Malgré l’absence de statistiques officielles, les prisons françaises sont elles aussi majoritairement composée de personnes racisées issues des classes populaires, et joue ainsi un rôle central dans la gestion du chômage de masse, de la précarité et de la misère. Dans une enquête réalisée dans une prison de banlieue parisienne et publiée dans son livre L’ombre du Monde paru en 2015, le sociologue Didier Fassin relevait que : « Les hommes noirs et arabes représentaient les deux tiers de l’ensemble des détenus et même plus des trois quarts des moins de 30 ans. »
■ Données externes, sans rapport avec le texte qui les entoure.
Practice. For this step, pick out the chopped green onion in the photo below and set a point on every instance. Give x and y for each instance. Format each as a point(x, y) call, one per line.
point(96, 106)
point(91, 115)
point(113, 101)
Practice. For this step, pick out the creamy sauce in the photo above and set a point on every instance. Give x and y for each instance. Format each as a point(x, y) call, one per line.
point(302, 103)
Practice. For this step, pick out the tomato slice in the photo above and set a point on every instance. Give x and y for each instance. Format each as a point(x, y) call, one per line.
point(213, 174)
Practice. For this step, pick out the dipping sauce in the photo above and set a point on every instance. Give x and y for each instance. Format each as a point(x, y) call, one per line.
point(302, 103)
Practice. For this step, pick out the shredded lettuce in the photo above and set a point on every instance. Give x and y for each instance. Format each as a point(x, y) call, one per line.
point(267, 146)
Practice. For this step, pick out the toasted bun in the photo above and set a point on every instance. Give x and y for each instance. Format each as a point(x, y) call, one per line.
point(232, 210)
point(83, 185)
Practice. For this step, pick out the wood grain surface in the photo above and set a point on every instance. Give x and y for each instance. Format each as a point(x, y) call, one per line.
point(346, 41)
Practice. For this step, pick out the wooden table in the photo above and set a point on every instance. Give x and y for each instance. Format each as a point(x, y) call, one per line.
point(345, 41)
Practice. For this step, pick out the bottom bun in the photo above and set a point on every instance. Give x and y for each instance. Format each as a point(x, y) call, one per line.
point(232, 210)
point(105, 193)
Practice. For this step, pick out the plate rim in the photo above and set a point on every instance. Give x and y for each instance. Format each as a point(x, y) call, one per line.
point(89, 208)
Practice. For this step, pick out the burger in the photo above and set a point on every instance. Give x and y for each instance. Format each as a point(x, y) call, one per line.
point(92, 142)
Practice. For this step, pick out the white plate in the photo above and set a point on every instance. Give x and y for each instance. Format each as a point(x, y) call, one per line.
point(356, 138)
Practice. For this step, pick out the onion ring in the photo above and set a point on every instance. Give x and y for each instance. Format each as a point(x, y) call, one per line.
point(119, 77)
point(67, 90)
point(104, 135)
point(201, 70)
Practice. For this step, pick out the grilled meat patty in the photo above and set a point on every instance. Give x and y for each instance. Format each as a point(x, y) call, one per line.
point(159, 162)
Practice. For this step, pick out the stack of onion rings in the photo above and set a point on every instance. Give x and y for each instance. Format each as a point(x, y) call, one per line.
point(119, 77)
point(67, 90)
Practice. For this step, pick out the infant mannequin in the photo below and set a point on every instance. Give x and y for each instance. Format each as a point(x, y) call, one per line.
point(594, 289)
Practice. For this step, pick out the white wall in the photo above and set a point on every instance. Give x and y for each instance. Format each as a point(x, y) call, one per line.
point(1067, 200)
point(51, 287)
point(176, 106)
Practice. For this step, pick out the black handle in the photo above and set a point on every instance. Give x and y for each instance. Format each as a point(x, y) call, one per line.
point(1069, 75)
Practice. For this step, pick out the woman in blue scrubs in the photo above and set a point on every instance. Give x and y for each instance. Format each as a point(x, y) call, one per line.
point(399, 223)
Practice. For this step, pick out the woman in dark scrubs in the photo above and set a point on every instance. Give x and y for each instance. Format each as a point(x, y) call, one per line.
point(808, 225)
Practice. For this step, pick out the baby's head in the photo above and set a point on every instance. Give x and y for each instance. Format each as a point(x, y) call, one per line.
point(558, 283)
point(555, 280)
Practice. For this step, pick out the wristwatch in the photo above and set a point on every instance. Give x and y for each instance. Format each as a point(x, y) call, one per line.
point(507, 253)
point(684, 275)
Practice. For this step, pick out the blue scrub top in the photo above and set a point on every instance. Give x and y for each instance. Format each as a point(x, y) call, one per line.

D’autre part la loi interdisant le port du voile à l’école en 2004, jusqu’aux « signes de radicalisation » énumérés par Macron et Castaner en novembre dernier, démontrent l’islamophobie patente des classes dominantes françaises, tandis que la crise sanitaire a révélé ironiquement que ce sont précisément ceux qui subissent racisme et discriminations au quotidien, qui sont les petites-mains invisibles qui font tourner le pays pour un salaire de misère, travailleurs et travailleuses des supermarchés, des hôpitaux, de la voirie et des secteurs dits essentiels en général. Les même, d’ailleurs, à qui le gouvernement avait promis une prime pour les inciter à continuer de travailler pendant le confinement, avant que le patronat ne revienne dessus une fois la crise terminée, et qui sont aujourd’hui en première ligne face à la crise économique qui vient.

La lutte contre les violences policières et le racisme apparaît donc comme profondément sociale, et c’est la raison pour laquelle la gauche et les organisations du mouvement ouvrier doivent prendre leur responsabilité pour exiger justice et vérité aux côtés des familles de victimes, s’opposer à la présence et aux crimes de la policiers dans les quartiers comme dans nos luttes, ainsi qu’aux attaques antisociales du gouvernement contre les plus précaires de notre classe. C’est seulement ainsi qu’il sera possible d’unifier notre camp social et de se battre tous ensemble pour une autre société libérée du racisme et des oppressions.